Independent glazing consultant Philip Rougier gives a flavour of the Court process, written from the viewpoint of a Defendant glazing contractor. He draws on his own experience as an Expert Witness and presents a composite taken from many cases. If you've been through it . . . you'll know.


Glass and Glazing Products, March 1996, "In My View"
Copyright © Philip Rougier 1996


Remember Perry Mason? The excitement, surprise witnesses, last-minute confessions, thrilling victories? It's not like that in real life. Glazing cases can have their interesting moments. But usually they're mundane affairs - complex rehearsals of mistakes, misunderstandings, tales of corners cut and the wrong glass inserted, of broken promises and shattered bank balances. And now, years later, they rely on references to subtle paragraphs in Standards you've never had the time to study in such detail before now, and accusations that you can refute so clearly, if you get the chance, once you're in the witness box - perhaps in two days' time. Civil Courts don't have juries, so you are faced with a robed and wigged Judge, high up on the bench, sitting beneath a huge coat of arms - twenty times you read the motto "Honi Soit Qui Mal Y Pense" and wonder if it really means what it says.
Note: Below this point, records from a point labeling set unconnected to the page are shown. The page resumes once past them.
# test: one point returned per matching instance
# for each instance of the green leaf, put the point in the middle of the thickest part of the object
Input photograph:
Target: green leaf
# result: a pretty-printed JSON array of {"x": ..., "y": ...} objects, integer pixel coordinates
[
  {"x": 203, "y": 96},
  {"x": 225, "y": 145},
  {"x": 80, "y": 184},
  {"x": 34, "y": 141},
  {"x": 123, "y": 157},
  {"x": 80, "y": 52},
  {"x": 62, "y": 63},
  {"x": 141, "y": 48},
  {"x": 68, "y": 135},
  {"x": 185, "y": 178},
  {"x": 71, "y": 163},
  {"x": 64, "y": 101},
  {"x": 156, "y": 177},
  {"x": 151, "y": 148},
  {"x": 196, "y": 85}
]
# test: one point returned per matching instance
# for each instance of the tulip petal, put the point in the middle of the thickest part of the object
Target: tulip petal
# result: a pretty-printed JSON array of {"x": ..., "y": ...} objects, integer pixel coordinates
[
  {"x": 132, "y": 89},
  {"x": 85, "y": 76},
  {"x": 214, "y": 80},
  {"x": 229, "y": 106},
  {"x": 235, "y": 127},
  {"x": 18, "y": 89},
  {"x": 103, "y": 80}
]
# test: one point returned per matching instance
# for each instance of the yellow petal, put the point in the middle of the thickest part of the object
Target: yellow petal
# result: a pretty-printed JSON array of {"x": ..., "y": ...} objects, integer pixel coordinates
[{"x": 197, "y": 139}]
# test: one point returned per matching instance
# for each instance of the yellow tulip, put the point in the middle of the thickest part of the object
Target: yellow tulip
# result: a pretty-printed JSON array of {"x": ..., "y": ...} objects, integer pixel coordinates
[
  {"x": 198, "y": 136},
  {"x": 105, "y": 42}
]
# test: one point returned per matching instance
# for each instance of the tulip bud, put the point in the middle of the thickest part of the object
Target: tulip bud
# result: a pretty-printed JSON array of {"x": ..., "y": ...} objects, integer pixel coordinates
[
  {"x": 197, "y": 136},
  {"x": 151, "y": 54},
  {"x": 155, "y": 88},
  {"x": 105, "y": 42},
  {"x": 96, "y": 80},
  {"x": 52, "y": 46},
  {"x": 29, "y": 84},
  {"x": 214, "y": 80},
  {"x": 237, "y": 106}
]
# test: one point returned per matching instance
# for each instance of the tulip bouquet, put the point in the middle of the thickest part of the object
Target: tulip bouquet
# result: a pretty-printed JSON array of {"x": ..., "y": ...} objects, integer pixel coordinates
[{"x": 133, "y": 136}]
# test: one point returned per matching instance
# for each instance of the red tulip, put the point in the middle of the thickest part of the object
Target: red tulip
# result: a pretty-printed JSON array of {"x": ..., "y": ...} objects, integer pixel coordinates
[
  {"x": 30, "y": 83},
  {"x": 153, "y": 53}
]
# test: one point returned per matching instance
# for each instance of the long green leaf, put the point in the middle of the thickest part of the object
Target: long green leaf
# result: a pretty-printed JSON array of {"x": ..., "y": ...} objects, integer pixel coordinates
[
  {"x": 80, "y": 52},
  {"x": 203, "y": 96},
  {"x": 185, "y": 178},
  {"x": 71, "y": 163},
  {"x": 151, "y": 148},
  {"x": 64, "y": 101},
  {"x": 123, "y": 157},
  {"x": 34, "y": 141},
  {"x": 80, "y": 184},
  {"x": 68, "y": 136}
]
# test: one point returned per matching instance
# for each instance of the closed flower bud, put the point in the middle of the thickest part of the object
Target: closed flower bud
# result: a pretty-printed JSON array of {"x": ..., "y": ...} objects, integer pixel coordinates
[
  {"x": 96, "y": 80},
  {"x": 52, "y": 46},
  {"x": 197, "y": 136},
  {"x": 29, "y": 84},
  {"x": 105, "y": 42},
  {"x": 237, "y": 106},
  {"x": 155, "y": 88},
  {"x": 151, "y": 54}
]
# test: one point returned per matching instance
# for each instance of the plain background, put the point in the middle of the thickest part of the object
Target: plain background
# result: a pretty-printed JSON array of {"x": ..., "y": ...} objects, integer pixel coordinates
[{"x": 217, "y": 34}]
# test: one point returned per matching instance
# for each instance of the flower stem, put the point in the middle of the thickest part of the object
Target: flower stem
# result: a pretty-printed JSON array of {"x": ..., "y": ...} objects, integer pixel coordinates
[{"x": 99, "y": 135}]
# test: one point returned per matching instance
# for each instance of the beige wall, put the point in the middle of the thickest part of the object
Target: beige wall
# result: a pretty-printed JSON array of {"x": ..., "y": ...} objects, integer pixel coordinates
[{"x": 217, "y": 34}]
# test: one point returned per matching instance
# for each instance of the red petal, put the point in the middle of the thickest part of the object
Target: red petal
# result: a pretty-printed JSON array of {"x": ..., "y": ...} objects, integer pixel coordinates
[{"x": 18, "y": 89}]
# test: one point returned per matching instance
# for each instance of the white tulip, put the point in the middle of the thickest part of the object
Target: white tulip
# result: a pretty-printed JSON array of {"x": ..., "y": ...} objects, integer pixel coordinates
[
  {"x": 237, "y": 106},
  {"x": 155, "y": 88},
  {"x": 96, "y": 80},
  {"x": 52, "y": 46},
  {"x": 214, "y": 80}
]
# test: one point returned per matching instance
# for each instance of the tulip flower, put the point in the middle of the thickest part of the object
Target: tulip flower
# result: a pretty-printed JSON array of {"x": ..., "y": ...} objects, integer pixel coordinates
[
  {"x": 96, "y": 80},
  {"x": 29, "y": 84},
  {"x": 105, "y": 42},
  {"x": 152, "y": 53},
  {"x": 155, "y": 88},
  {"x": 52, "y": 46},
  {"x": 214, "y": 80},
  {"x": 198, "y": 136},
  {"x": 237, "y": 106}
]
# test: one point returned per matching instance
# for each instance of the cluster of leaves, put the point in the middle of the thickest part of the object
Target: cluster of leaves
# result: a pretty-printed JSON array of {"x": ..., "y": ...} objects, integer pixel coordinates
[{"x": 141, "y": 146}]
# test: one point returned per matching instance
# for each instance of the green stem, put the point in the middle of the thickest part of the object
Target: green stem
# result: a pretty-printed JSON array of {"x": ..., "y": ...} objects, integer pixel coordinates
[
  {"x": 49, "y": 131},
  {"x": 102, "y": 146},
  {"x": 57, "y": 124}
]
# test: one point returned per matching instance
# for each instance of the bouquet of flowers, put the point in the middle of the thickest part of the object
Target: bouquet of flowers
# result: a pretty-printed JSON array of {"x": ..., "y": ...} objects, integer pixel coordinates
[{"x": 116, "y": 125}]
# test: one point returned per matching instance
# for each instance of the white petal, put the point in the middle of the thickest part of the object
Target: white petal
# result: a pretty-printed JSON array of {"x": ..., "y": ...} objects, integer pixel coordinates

And you try to read the Judge's thoughts as he hears the evidence and arguments. You watch the little pony tail of your Barrister's wig from two rows back and listen to his voice getting it all just slightly wrong. You only see his face when he turns in quiet concern to ask your Solicitor or Expert a question, and you strain to hear what's being said. You try to intervene but you're politely sidelined, superfluous - the experts are having their days in court. And all the time you know it might cost you £1000 an hour, give or take a few quid.

You attend the ad hoc conferences and make your points, but somehow they fall on stony ground. There are so many side issues, complications. You smile dutifully with the others when the judge says: "This Court has endless capacity to disregard evidence it may consider irrelevant to the issues without the need for formal objections" - a statement that says everything and nothing, and you realise this is just an expensive game of words. The first and second night you pace up and down at home, can't sleep, go over the papers again and again. Their Expert makes good debating points, but yours is better, clearer. Surely the Judge will see through the lies and misunderstandings, recognise that these hard-won customers of yours have been encouraged, goaded, by their advisers into doing this. Why is this case being brought ? If only they'd paid your bill, you would have done the outstanding jobs, everyone would be content and we wouldn't be here. Five hundred quid at cost to change the frames two years ago could have avoided this, but now you seem to pay your Solicitor that much every fortnight and you just get in deeper.

Day three arrives strangely quicker than expected, but day one seems a month ago. Now's your chance to give evidence. You walk slightly too fast to the witness box and take the Oath with just a hint of a breathless quiver. Nervous, you see your Barrister's full wigged face for the first time, and you dry. He prompts you to give your name, address, some trade membership details, you gloss over this and that, then - silence. Everyone seems to be writing. You begin again, adding something to fill the void, but your Barrister waves you to be quiet. Then the questions. If only he'd ask the right ones you could clear up this mess in a few minutes. But he asks for trivial confirmations of things already in the written Pleadings, and you answer, but they don't deal with the things you want to convey to the Judge. You try a little interruption but it's put down. You go back to just answering him, and hope you can get out of the box in time to avoid running into the fourth day. Then he's finished.

But now it's the other Barrister's turn, the dreaded cross-examination, calculated to discredit. Your responses become short, more aggressive, as the barbed questions are fired at you. Yes, you did not go to University, and yes, you have no professional qualifications. But you're no cultural Philistine! And you've attended technical courses, have many, many years' good experience and achieved many things. Insulted, harassed, you make assertions you don't mean, and they're picked up and pressed home. You sweat a little, retaliate, and the Judge mercifully intervenes. But you groan inwardly for losing your cool. Suddenly the Barrister sits, and it's over. You need a cup of tea, rather badly. Oh not quite, your Barrister is on his feet again - a few more questions in re-examination, some technical points arising, to get the record straight. You answer well. Surely now it's finished. No, the Judge has a question - "Yes, Your Honour. I offered to put things right 18 months ago." And another. "No, not in writing." It's true, but you know in your heart it sounds hollow. "Any further questions from either counsel?" No. You need that tea even more now - it's almost become an obsession in the last few minutes. A break. They all leave you alone, no further need for you.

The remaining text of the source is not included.